"You don't suppose the gun up and fired itself on its own, do you? If White's at the bottom of this, there must have been some kind of mechanism used, which, mark you, White disposed of before Cook reached the scene."
"Maybe you're right, sir. But the more I think about it the more it seems to me that if White was responsible, then the mechanism used was nothing more nor less than his son's hands. Now, you just consider! Wasn't it young White who spilled that story about his father's plan to buy up part of Frith Field? Very unnatural thing for a man's own son to do. I thought so at the time."
The Inspector accorded this suggestion his consideration. "Yes," he said. "Yes, I'm bound to admit there may be something in that. All a put-up job between father and son. No, I don't think there's so much in it, after all. Young White doesn't get on with his father. We'll see what Cook has to say."
Inspector Cook, delighted to be summoned to a conference, was much more impressed than Sergeant Wake had been by the disclosure that Harold White was now the heir to Clara Carter's fortune; and although, casting his mind back over all the circumstances of the murder, he said that he couldn't for the life of him see how White could have had any part in it, he was perfectly ready to work over every inch of the ground again.
"Though whether I'll be able to remember all that Miss White said, I doubt," he warned Hemingway. "There was precious little that seemed to have any bearing on the case, and you know how she talks!" He drew up a chair to the table, and sat down to refresh his memory with a glance through the folder that contained his own report. "Taking it from when Miss White came out of the house, there was her, and Samuel Jones, and White sitting round the tea-table outside the drawingroom.
"In full view of the bridge," interpolated Hemingway.
"That's right. The garden's pretty overgrown with flowering shrubs, but there's a strip of lawn running down to the bridge which has only a bed of dahlias in it.

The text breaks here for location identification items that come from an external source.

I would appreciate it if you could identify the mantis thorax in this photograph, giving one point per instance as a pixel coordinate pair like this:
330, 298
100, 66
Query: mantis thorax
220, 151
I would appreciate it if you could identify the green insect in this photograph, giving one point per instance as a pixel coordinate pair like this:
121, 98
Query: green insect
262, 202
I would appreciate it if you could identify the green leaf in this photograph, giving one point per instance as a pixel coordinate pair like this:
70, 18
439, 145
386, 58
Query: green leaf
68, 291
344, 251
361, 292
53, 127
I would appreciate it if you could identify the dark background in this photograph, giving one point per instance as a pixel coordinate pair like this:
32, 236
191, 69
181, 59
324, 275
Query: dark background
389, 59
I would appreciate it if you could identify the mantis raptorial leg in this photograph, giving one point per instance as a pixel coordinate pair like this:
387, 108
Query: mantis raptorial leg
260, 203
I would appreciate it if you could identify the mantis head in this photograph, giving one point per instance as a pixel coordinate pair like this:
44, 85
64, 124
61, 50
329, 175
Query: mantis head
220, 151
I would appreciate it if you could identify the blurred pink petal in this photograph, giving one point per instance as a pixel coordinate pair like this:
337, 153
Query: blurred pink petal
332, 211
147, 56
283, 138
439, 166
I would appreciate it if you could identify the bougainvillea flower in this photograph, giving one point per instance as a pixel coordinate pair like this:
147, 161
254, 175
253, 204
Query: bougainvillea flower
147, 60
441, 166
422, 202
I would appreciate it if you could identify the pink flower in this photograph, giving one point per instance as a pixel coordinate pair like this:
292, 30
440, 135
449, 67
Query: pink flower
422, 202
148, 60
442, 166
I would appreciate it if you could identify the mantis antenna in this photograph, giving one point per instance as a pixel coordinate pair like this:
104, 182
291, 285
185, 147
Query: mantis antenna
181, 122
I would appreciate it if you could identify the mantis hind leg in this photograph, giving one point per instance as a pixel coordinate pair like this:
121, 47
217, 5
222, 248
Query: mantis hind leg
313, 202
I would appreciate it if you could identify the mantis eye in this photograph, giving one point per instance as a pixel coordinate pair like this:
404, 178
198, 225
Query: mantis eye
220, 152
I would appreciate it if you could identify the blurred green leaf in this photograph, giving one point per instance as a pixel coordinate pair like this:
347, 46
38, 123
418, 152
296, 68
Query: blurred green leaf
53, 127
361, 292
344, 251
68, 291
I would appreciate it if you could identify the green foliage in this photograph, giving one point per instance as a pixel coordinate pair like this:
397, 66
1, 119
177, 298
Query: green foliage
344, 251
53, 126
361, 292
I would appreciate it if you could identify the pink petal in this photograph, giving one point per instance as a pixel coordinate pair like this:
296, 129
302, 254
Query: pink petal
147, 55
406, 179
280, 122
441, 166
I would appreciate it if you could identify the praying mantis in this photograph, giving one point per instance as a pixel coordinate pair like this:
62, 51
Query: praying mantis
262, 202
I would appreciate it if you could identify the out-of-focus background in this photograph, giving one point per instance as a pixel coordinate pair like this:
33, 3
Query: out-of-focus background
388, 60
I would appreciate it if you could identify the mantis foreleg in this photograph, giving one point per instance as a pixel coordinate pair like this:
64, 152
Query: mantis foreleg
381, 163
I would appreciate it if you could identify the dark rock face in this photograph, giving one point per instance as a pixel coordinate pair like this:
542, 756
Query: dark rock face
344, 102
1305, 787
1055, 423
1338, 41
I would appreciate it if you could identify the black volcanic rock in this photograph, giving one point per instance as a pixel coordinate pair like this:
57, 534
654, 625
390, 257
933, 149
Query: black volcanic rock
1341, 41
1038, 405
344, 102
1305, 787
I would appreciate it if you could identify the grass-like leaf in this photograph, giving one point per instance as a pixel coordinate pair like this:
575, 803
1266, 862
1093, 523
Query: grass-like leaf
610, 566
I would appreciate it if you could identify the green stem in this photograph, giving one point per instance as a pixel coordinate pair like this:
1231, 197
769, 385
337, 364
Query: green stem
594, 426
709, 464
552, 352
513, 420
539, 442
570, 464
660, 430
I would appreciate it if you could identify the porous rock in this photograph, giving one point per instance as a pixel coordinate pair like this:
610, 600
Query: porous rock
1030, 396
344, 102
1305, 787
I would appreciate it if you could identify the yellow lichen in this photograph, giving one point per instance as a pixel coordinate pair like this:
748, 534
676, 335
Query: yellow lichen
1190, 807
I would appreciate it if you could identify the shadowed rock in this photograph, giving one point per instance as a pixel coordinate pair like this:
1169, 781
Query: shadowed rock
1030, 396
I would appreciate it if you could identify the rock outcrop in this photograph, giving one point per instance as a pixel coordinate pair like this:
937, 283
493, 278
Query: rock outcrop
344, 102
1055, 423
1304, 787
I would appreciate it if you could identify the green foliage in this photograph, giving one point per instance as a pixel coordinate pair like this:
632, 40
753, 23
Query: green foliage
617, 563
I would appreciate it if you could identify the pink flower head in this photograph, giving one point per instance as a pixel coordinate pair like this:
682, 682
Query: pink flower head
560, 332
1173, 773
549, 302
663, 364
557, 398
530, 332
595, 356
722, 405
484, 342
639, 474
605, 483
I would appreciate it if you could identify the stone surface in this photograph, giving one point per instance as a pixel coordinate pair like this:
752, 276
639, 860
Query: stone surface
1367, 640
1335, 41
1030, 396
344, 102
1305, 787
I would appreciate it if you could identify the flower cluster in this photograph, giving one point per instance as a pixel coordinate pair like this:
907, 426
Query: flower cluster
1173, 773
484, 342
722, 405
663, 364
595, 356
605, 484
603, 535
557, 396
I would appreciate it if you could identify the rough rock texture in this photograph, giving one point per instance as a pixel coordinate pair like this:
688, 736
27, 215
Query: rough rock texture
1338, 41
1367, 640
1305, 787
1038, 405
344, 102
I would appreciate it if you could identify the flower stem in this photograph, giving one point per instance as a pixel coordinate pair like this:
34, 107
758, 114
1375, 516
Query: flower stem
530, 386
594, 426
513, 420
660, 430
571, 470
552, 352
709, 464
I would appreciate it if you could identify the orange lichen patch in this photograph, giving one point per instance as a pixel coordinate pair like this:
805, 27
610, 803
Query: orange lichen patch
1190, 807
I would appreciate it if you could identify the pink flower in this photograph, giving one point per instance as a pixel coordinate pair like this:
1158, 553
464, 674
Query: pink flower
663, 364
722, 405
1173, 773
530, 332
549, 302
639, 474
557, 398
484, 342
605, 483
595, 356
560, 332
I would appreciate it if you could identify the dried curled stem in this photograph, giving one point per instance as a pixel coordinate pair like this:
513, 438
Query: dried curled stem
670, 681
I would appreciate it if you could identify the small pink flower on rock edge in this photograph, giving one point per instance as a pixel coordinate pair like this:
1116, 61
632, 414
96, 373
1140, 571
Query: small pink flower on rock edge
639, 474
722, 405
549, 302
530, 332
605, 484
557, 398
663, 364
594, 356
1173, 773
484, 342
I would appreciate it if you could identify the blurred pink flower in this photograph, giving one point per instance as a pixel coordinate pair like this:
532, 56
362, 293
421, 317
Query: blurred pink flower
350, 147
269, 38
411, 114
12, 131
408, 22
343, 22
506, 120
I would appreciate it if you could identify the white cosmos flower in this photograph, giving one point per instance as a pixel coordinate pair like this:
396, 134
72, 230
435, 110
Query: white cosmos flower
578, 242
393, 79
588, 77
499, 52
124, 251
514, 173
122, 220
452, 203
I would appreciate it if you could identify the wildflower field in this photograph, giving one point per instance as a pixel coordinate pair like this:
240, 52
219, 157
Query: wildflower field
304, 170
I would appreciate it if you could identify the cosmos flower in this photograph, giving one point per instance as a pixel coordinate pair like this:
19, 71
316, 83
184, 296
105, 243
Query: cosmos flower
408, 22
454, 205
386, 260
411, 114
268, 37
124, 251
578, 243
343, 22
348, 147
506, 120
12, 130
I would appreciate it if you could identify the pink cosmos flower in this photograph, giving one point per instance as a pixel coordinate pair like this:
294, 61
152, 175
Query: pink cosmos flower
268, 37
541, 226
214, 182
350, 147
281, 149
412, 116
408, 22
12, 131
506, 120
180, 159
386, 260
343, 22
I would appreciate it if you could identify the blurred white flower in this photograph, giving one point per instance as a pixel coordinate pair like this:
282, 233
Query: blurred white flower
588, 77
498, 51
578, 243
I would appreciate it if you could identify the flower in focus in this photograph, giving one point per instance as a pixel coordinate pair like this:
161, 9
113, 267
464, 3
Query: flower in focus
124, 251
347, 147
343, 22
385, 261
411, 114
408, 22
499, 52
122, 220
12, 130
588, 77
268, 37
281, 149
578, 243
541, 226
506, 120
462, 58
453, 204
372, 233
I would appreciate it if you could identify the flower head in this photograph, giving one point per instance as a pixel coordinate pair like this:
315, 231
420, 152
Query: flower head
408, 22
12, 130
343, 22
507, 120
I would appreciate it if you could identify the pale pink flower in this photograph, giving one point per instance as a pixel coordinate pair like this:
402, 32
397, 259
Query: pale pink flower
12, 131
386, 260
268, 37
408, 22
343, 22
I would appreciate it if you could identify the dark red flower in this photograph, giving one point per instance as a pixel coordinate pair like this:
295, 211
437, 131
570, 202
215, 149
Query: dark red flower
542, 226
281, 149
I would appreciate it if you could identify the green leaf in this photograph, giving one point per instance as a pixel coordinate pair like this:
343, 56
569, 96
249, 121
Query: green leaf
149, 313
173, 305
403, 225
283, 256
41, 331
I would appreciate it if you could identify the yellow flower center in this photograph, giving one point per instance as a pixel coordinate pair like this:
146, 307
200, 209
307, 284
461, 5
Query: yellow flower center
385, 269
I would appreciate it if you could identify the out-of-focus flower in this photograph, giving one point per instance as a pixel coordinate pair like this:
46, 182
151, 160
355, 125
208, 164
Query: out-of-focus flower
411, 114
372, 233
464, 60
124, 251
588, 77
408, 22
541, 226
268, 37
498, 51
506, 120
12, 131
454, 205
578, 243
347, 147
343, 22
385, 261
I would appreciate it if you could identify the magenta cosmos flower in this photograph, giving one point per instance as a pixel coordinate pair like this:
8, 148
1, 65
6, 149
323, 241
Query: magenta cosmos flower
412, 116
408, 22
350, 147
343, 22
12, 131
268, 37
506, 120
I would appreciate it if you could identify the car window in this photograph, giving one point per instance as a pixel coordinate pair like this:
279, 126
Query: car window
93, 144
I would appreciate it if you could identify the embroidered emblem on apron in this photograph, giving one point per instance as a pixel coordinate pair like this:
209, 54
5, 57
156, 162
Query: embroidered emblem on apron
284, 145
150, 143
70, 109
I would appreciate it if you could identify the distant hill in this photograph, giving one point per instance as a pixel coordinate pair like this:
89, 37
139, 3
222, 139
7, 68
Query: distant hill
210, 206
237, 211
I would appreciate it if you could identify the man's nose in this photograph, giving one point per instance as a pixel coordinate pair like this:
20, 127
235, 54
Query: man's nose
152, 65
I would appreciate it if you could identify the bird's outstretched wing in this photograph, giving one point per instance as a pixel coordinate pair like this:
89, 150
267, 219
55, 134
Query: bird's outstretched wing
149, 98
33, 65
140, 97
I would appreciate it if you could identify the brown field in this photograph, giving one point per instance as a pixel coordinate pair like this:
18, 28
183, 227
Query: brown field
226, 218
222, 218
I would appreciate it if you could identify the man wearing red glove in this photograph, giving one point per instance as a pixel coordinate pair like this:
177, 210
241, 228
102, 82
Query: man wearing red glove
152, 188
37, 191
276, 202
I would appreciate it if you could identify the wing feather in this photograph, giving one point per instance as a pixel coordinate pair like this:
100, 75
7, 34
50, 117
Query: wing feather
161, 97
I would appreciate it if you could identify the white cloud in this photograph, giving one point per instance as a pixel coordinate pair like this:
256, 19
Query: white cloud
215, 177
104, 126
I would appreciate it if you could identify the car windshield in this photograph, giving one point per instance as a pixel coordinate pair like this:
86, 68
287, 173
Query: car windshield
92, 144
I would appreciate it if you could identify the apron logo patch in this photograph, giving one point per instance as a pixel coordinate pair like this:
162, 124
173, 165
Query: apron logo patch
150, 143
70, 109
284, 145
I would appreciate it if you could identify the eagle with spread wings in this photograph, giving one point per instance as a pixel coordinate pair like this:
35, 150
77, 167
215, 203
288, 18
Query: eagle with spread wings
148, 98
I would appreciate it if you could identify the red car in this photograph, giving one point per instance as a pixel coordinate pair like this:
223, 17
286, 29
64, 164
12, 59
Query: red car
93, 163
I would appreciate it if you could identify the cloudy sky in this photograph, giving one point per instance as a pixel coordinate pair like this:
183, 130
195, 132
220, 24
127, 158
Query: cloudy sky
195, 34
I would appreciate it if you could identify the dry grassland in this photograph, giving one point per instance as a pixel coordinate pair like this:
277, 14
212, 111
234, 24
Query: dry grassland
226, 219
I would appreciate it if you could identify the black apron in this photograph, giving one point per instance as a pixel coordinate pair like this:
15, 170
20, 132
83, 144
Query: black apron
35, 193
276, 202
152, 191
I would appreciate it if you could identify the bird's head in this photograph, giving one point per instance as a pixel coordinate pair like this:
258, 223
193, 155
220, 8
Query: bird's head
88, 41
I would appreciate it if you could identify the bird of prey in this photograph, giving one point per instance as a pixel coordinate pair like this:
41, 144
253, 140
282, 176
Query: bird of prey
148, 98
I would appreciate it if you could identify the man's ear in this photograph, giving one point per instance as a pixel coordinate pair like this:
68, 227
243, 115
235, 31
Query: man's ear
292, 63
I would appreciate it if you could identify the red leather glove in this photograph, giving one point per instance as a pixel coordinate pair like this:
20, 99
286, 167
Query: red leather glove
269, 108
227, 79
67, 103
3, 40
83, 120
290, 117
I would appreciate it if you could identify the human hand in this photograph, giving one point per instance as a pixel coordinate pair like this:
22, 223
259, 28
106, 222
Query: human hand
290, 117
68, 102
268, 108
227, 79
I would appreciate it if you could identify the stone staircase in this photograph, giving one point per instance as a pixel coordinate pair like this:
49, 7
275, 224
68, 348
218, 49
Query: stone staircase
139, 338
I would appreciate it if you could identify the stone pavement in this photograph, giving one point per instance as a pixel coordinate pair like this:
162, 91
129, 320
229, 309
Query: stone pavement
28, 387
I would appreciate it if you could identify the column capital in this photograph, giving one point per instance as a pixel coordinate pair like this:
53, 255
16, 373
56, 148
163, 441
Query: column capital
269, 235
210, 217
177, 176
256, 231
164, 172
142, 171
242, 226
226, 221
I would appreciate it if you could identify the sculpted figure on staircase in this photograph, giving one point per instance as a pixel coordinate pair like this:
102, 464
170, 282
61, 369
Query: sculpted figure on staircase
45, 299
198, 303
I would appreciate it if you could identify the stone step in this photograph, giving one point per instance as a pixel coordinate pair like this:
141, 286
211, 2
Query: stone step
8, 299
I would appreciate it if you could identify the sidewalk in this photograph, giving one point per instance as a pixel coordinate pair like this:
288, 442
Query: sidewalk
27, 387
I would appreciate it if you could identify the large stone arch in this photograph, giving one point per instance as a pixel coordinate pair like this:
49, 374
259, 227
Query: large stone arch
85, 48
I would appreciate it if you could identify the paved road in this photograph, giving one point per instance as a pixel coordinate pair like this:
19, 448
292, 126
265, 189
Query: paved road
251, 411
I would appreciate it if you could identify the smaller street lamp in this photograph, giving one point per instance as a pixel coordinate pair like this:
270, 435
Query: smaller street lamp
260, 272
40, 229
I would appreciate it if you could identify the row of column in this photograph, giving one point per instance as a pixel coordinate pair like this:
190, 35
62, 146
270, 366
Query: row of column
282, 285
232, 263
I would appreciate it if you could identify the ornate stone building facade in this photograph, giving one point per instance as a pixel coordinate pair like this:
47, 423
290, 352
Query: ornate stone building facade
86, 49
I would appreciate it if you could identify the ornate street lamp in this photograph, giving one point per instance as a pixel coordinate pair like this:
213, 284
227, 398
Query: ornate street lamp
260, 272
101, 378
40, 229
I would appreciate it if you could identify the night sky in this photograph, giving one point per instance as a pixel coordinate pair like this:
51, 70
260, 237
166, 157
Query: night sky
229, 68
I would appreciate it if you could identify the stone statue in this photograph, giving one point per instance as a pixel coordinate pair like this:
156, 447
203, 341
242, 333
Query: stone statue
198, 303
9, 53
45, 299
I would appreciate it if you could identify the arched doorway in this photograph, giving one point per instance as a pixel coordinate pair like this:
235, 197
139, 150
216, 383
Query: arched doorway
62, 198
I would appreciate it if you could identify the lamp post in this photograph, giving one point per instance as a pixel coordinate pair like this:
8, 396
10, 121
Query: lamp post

Clear view of the bridge, and of the thicket on the Palings side, of course. I took note of that. You can catch a glimpse here and there of the paths they cut at Palings. And, of course, you can see the roof of Mrs. Carter's house, through the trees. Now you'll have to let me think ;i moment. Yes, here it is." His finger traced the typewritten words: "Miss White was the one that called attention to Carter. She caught sight of him, coming down one of the paths, where the bushes aren't so thick, and she got up, and said she'd go and make the tea."
"I remember that. The maid was out. White was sitting by the table all this time?"
"Yes, but according to Miss White, it was then that he asked her why she hadn't brought any cigarettes out."